I picked up the yellow li'l bang coreopsis as a kind of next-best choice. I really wanted a different color, but didn't find it. Now I am happy. I love the way the cheerful yellow flowers play so nicely with the little lime hydrangeas. The south side of the front yard is doing really well considering I just planted it all this year, and we have had some extended dry spells. I've decided I will need a lot more coreopsis next spring.
The crape myrtle on the cool, shady side of the front yard is also doing much better this year after I hacked back a bunch of other trees and shrubs that I really didn't want. I remember talking to my neighbor and he didn't even believe there was a crape myrtle in that thicket. No doubting its presence this year, as the blossoms are quiet evident, although I will have a good bit of weeding out to do again next spring.
4. New Perfume
I treated myself to a decant set of natural perfumes that Duchesse, of the blog passage des perles had recommended and I fell promptly in love with one perfume, Arbolé Arbolé by Hiram Greene. I have been wearing it every day and it just makes me feel grounded and happy. It is sweet without being sugary, at least on me, with hints of patchouli, cedar, and sandalwood, therefore making it somewhat woody and grassy but without the harsh edge of some woodsy fragrances. It also feels a bit spicy, with a little touch of the oriental, but I don't really know if that is an intended part of the perfume, or how I feel wearing it. It reminds me of walking outside at dawn on a summer morning right after a nighttime rainstorm, when one smells the wet, but one also smells the earth, the wood, the perfume of flowers hanging in the air. It is a scent both soft and warm, bruised and also full of hope. I think that is how I feel when I wear Arbolé Arbolé.

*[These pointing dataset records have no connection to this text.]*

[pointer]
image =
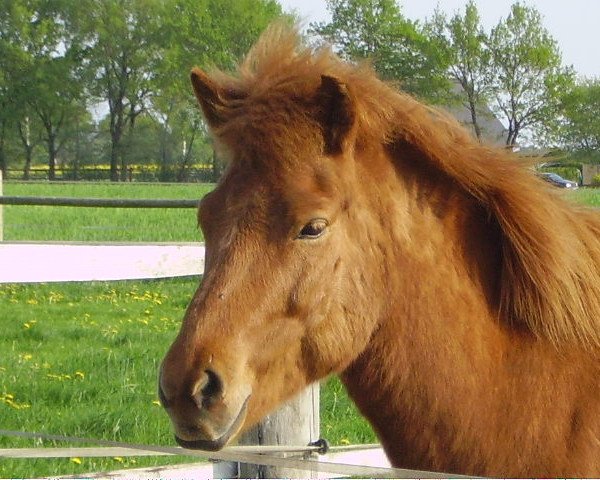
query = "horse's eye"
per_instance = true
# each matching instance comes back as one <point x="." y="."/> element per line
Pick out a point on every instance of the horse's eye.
<point x="313" y="229"/>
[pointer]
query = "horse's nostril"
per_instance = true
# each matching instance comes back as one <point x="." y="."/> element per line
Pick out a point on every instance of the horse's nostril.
<point x="161" y="395"/>
<point x="208" y="391"/>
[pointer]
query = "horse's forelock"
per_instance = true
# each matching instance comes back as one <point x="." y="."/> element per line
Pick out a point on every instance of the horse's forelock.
<point x="550" y="270"/>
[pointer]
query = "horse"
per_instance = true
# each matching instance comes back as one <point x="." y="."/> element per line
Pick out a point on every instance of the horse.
<point x="358" y="232"/>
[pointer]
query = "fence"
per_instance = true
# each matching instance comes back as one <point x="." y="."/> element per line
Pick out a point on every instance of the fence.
<point x="139" y="173"/>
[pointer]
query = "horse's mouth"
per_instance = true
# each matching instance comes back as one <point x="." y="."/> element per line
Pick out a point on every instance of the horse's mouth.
<point x="212" y="445"/>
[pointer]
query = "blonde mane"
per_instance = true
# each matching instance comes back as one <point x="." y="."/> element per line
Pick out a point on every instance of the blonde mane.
<point x="549" y="278"/>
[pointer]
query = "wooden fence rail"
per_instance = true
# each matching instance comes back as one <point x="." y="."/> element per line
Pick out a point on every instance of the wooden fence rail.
<point x="98" y="202"/>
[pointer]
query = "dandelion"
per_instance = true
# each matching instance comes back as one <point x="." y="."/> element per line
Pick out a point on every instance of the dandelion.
<point x="9" y="400"/>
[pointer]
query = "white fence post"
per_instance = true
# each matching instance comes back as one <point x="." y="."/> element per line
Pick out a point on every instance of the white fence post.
<point x="1" y="211"/>
<point x="296" y="423"/>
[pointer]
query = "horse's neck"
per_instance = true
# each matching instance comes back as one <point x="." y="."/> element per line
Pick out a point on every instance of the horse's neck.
<point x="439" y="334"/>
<point x="443" y="379"/>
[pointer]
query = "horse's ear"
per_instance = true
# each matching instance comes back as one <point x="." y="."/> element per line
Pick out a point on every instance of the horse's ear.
<point x="210" y="96"/>
<point x="337" y="110"/>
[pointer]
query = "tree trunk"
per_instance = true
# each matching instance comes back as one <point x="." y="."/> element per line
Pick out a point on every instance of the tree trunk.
<point x="476" y="127"/>
<point x="52" y="153"/>
<point x="3" y="166"/>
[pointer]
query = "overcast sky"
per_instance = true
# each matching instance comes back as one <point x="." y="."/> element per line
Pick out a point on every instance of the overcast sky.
<point x="574" y="24"/>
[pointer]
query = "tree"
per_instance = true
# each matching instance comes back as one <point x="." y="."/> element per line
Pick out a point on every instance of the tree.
<point x="462" y="41"/>
<point x="198" y="32"/>
<point x="580" y="126"/>
<point x="397" y="47"/>
<point x="123" y="53"/>
<point x="527" y="75"/>
<point x="43" y="68"/>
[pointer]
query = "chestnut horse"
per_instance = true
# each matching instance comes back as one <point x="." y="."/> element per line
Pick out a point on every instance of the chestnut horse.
<point x="358" y="232"/>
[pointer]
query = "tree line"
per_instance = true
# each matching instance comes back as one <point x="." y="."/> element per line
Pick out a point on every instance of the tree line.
<point x="106" y="81"/>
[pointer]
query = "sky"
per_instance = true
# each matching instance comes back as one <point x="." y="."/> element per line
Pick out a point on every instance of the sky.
<point x="574" y="24"/>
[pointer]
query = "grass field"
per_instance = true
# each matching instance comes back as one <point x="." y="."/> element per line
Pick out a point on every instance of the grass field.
<point x="81" y="359"/>
<point x="102" y="224"/>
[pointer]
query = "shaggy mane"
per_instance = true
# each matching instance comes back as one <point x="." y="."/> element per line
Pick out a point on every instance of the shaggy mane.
<point x="550" y="270"/>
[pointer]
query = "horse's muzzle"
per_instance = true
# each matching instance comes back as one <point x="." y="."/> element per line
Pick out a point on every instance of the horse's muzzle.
<point x="201" y="417"/>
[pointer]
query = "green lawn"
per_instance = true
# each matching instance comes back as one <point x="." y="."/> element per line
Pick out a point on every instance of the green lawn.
<point x="103" y="224"/>
<point x="81" y="359"/>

I feel like I am in a bubble of hopeful equanimity, as if no matter how harsh the storms, how ugly the world, there is still hope that nature and right will win out. For me, for this summer at least, it is the perfect perfume, filled with hope and laughter, calm, and a touch of flirtatiousness, where upsets are melded into new growth, a reminder that as long as there is still beauty and life, there is also still hope.